Settings – Data Sources and Ingestion
The Settings section contains three subsections: User Settings, Access Tokens, and Manage Account. The Manage Account subsection links you back into the Azure Portal to the provisioned instance of your Azure Databricks Service.

FIGUER 3.74 Azure Databricks Jobs
User Settings
The User Settings subsection provides access to workspace settings specific to the logged‐in user or settings accessible to the logged‐in user but applied workspace wide.
ACCESS TOKENS
An access token is a string of characters used as an encrypted message. A client entity sends this token along with a request for some resource to a server. The server decrypts and authenticates the client and, if successful, returns the requested resource. Additionally, the token can be used to provide access to features within Azure Databricks. Azure Databricks exposes an API that supports the triggering of a job, for example. If this is required, you could use the Azure Databricks SDK and code the ability to trigger a job from another application. To make this secure, you would generate a token, then use this token, along with the SDK, to ensure that the client is authorized to perform this action.
GIT INTEGRATION
Storing your notebooks in a Git repository provides version control, the ability to collaborate with others, and a backup of the source code. Azure Databricks provides seamless integration with many Git providers. Click the drop‐down list of Git providers to see them all. To integrate your Azure Databricks workspace with GitHub, you must provide the email address linked to your GitHub account and a personal access token with read/write permissions.
NOTEBOOK SETTINGS
When you try to delete something on most operating systems, you are often prompted with an “Are you sure?” message. Sometimes this is annoying, but sometimes it saves you from deleting a file unintentionally. You can turn this off on the operating system, and you can turn this off for a notebook in the workspace. Other settings like rendering tips, notifications, and dark mode can be configured in this subsection.
MODEL REGISTRY SETTINGS
The Model Registry is used for machine learning capabilities. At the moment the only setting on this page is to turn on or off email notifications. If you want to be notified when a machine learning model is added, updated, or deleted, here is where you can achieve that. It is on by default, so if you do not want the notification, turn it off here.

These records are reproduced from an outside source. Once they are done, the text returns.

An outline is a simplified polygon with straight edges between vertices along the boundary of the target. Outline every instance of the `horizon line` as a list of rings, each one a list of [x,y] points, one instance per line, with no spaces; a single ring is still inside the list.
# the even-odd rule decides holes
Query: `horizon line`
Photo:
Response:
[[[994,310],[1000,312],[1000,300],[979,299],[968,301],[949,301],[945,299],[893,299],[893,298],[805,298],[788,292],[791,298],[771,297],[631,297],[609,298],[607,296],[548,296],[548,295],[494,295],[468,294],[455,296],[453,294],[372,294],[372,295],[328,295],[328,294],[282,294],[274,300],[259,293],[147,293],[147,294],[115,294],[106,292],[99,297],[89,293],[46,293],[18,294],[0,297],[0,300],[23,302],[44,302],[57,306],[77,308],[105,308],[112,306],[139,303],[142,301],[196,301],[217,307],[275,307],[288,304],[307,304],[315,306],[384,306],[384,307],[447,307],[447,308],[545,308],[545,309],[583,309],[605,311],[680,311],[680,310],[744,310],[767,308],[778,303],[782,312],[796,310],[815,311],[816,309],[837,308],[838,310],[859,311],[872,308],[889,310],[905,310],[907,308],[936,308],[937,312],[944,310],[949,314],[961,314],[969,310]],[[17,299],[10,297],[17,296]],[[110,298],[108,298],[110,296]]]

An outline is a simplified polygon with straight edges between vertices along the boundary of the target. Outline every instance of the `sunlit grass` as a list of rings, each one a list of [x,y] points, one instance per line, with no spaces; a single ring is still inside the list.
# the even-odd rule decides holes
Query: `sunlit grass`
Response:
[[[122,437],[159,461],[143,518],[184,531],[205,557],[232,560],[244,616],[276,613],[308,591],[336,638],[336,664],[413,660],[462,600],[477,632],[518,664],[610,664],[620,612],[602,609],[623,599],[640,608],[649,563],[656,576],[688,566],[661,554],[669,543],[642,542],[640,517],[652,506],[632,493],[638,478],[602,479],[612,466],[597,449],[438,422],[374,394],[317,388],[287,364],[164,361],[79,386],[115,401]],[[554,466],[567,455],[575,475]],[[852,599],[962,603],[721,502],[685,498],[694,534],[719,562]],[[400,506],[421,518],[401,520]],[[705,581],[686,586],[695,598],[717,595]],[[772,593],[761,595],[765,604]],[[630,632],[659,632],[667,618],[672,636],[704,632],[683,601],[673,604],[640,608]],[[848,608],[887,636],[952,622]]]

LANGUAGE SETTINGS (PREVIEW)
If you want the content in the Azure Databricks to render in a specific language, then you can change it here. Azure Databricks currently supports six different languages.
Admin Console
This subsection enables an authorized individual to perform administrative activities that apply to the workspace, such as adding users, managing user permissions, managing groups, and configuring workspace‐applicable settings.